Herzog a illustré le défi combinatoire d’une maladie multifactorielle comme la schizophrénie sous une forme simplifiée à l’aide d’une expérience de pensée : supposons qu’il y ait huit facteurs liés à la maladie et que chacun de ces facteurs ait deux variantes (par exemple “Up”, “Down”), il y a alors 256 constellations “Up”/”Down”. Chaque composant individuel ne pose pas de problème, c’est la combinaison des différentes variantes qui est déterminante. Le fait que toutes les variantes soient “Up” ou “Down” correspond à une probabilité inférieure à 1%. Cela correspond à la prévalence de la schizophrénie dans la population générale. Pour étudier plus précisément les mécanismes des maladies complexes, il est nécessaire de disposer de grandes quantités de données ainsi que de méthodes d’analyse capables de saisir la combinaison de différentes caractéristiques et de former des clusters. Il s’agit d’un exemple d’application possible de la méthodologie de recherche du projet Human Brain.
Activités de recherche prévues
En avril 2018, un appel d’offres sera lancé pour donner plus de détails sur les conditions de participation au projet Human Brain. Une possibilité est de réaliser des collectes de données dans le cadre clinique. Il est prévu qu’un logiciel d’analyse des données soit installé sur les ordinateurs de chaque clinique et que seules les métadonnées anonymes et cryptées soient exportées vers des ordinateurs extérieurs. Les données d’origine restent donc toujours sur les ordinateurs de la clinique. Les métadonnées cryptées doivent être mises à la disposition du public et accessibles aux personnes intéressées. A l’avenir, toute personne s’inscrivant au projet pourra, par exemple, connaître l’impact d’une certaine concentration de protéines sur certains autres paramètres.

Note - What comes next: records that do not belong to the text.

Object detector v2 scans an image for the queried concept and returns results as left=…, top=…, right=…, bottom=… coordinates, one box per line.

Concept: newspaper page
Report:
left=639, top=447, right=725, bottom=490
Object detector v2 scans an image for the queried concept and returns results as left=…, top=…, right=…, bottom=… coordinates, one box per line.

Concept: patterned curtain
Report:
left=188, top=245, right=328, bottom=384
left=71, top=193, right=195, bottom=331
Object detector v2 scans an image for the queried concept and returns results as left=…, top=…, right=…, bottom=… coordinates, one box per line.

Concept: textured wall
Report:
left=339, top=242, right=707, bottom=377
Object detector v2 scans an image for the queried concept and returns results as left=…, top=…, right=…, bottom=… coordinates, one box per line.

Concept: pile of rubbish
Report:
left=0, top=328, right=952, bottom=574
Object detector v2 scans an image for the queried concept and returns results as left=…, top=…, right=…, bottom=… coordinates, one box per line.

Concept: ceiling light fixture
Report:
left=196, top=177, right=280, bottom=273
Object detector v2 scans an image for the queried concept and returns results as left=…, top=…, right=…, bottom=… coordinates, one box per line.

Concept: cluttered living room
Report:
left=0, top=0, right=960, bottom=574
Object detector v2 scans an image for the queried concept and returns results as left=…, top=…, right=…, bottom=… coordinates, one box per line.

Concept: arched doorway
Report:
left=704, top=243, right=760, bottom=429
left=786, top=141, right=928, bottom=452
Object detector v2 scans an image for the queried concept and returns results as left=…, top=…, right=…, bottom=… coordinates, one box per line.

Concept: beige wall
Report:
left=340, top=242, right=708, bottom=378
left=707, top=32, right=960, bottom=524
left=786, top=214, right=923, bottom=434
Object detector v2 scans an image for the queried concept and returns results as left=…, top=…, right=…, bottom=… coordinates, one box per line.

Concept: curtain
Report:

- Site web The Human Brain Project
www.humanbrainproject.eu
Littérature :
- Le Blue Brain Project. Une initiative du cerveau suisse. http://bluebrain.epfl.ch
- Falotico E, et al : Connecter des cerveaux artificiels à des robots dans un cadre de simulation complet : la plateforme Neurorobotics. Front Neurorobot, 2017 25 Jan ; https://doi.org/10.3389/fnbot.2017.00002
- Adaszewski S, et al : How early can we predict Alzheimer’s disease using computational anatomy ? Neurobiol Aging 2013 ; 34(12) : 2815-2826.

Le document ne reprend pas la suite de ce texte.